In realtà da Renzi non arriverà mai una seria proposta politico-programmatica. Queste dichiarazioni, queste presunte e piccolissime aperture, non sono altro che tatticismi tutti interni al PD e al suo gruppo dirigente e vorrebbero incidere sui fragili equilibri interni (anche nella stessa area renziana) che il voto siciliano rischia di far deflagrare.

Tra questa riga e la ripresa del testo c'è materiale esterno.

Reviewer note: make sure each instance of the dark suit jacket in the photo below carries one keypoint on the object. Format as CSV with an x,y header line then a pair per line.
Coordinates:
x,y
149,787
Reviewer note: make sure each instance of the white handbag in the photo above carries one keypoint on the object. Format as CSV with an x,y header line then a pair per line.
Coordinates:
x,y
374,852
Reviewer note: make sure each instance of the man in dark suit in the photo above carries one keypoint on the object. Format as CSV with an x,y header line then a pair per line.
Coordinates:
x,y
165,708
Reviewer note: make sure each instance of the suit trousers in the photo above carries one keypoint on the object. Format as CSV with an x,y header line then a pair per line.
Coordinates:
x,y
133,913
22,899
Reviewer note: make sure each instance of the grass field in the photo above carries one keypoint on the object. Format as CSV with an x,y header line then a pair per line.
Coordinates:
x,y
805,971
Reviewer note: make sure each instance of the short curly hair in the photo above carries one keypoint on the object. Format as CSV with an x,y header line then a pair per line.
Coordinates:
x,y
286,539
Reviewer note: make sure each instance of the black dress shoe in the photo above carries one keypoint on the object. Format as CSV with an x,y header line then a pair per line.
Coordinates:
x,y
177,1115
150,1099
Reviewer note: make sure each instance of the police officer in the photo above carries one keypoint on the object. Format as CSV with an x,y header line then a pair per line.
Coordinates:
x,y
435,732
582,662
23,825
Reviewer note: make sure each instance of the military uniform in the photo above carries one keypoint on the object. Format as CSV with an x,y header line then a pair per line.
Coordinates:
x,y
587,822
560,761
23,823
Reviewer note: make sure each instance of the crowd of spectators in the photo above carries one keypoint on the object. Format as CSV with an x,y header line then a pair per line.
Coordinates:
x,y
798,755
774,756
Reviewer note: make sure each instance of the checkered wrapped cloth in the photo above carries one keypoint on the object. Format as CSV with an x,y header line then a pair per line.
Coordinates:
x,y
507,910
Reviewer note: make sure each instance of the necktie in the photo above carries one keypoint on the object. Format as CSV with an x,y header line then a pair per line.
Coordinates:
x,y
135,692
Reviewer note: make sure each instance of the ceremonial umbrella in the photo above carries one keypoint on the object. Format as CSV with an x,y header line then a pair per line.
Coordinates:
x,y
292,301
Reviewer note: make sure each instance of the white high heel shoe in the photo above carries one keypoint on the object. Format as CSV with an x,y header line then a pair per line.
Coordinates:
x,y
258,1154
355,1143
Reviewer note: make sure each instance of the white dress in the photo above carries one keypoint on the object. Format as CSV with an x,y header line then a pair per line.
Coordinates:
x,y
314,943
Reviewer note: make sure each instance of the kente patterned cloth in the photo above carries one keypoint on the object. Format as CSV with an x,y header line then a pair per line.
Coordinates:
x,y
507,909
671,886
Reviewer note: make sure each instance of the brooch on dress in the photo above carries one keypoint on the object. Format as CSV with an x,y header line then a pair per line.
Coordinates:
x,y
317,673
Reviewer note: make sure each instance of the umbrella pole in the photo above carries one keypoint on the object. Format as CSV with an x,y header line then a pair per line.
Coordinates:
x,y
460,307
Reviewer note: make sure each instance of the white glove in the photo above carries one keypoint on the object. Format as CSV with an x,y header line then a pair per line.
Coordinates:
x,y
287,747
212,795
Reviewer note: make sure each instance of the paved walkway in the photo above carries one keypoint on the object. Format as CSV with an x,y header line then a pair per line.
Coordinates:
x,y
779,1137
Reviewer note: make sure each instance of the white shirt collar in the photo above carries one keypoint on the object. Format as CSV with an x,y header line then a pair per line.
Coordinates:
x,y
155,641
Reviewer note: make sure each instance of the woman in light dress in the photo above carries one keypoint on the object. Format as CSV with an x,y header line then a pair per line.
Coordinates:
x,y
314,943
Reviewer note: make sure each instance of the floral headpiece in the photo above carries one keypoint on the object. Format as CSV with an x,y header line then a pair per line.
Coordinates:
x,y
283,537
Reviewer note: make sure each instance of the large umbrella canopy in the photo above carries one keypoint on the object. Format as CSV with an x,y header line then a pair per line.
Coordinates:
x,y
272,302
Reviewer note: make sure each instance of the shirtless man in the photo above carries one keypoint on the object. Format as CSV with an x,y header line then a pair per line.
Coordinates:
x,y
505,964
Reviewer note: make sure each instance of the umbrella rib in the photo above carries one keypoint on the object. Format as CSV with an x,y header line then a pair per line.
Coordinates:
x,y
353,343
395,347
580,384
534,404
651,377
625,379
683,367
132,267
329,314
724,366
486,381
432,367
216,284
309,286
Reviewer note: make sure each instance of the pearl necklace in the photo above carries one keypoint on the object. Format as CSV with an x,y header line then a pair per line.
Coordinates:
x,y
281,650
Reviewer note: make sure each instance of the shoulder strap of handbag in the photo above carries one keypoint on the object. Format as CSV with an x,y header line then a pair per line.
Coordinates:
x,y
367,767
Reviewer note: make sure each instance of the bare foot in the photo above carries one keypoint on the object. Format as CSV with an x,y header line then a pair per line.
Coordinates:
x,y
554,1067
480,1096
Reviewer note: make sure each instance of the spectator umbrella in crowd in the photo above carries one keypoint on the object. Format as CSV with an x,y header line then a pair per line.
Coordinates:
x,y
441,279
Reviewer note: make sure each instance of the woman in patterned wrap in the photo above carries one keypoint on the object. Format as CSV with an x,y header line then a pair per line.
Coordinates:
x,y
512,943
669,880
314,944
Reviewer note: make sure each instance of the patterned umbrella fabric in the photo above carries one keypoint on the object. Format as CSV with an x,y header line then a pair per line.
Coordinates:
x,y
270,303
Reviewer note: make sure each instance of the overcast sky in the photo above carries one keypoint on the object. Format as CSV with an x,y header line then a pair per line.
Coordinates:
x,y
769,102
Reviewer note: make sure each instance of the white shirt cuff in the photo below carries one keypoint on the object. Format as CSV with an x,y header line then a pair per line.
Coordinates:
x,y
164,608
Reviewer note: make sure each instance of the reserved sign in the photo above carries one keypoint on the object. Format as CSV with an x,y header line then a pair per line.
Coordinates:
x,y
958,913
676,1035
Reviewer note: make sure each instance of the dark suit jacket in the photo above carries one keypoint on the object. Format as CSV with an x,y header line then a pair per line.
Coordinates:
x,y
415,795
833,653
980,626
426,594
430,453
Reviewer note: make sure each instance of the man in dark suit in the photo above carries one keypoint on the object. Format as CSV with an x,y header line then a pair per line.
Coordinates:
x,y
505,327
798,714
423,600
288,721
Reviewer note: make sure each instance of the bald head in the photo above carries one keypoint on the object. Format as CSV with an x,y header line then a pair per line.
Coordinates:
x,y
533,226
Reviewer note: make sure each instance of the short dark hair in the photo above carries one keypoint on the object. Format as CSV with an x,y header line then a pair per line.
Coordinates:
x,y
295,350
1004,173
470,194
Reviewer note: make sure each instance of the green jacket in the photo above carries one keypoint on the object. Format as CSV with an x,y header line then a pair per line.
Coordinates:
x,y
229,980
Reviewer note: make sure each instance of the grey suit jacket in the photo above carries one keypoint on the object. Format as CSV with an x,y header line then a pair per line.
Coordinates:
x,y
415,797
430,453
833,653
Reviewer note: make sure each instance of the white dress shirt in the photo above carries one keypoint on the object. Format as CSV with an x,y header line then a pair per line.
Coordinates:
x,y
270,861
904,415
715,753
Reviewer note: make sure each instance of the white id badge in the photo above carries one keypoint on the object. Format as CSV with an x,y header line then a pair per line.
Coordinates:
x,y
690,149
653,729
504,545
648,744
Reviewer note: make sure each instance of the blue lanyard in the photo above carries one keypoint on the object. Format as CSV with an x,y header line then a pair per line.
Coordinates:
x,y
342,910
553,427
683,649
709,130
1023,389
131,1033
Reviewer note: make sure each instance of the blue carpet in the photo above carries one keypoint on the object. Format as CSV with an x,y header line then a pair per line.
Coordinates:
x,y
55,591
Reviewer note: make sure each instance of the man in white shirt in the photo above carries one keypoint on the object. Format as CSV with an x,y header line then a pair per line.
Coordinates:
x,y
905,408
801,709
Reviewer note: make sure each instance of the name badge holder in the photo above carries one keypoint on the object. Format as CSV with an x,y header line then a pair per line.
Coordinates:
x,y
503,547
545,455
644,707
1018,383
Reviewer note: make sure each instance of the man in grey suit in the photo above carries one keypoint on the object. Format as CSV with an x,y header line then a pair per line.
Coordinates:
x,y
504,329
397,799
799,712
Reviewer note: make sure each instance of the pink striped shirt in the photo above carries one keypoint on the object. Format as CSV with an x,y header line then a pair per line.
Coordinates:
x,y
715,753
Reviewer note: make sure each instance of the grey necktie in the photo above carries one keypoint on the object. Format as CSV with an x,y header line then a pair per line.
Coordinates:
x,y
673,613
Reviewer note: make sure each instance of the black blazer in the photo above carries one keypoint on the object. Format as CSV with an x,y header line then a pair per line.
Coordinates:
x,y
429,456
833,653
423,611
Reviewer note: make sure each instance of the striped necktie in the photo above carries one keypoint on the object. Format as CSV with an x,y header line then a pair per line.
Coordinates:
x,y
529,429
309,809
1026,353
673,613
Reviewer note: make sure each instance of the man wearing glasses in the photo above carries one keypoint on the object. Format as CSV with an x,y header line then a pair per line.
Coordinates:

Nella foto: L’assemblea nazionale di Articolo Uno-MDP al Centro Congressi Cavour di Roma

Piuttosto ieri, cosa quasi tralasciata dai maggiori quotidiani, si è svolta a Roma l’Assemblea Nazionale di MDP (nel link il documento approvato: https://articolo1mdp.it/rassegna-stampa/cambiare-litalia-assemblea-nazionale/)
Non poteva non essere affrontato l’esito delle elezioni siciliane. Ribadisco qui quanto ho dichiarato ieri in assemblea.
Il voto siciliano non mi ha affatto soddisfatto, ma proprio per questo sono contento. L’apparente paradosso si spiega con il fatto che quell’enorme spazio politico, di cui anche ieri parlava Roberto Speranza (ottima la sua relazione), che non ha rappresentanza, facciamo ancora fatica a coprirlo. Al netto della specificità che le elezioni amministrative hanno, occorre rilevare che non vi è simmetria tra i voti persi dal PD e quelli guadagnati da MDP i suoi alleati. Avere, quindi, la consapevolezza che il nostro cammino per cercare di occupare quello spazio non sarà affatto semplice ma, come acutamente mi suggeriva Carmine Dipietrangelo, sarà una faticosa traversata nel deserto, può essere da viatico per un cambio di velocità, non solo nella tempistica ma nella proposta politica.
Estremamente positivo e prezioso, dunque, il lavoro di Guglielmo Epifani che dovrà essere la base programmatica del Movimento. Questo documento ci impone di passare, per rimanere all’interno della metafora cinematografica, dai “Cento Passi” ai “7 minuti”, il bellissimo film di Michele Placido.
Occorre entrare nella carne viva dei problemi e elaborare proposte chiare e suggestive. Occorre che quello spazio vuoto sia riempito dall’indicazione di un orizzonte concreto.
Certo simbolismi evocativi non bastano, il richiamarsi ai valori del socialismo, mi ha bacchettato Pierluigi Bersani, non porta di per sé consensi. Occorre essere più assertivi.
Sono comunque convinto che si possa, e si debba, essere allo stesso tempo evocativi ed assertivi. I due concetti si tengono tranquillamente insieme. Per una politica che torni ad emozionarci.

Nella foto di copertina: Matteo Renzi negli studi de La7.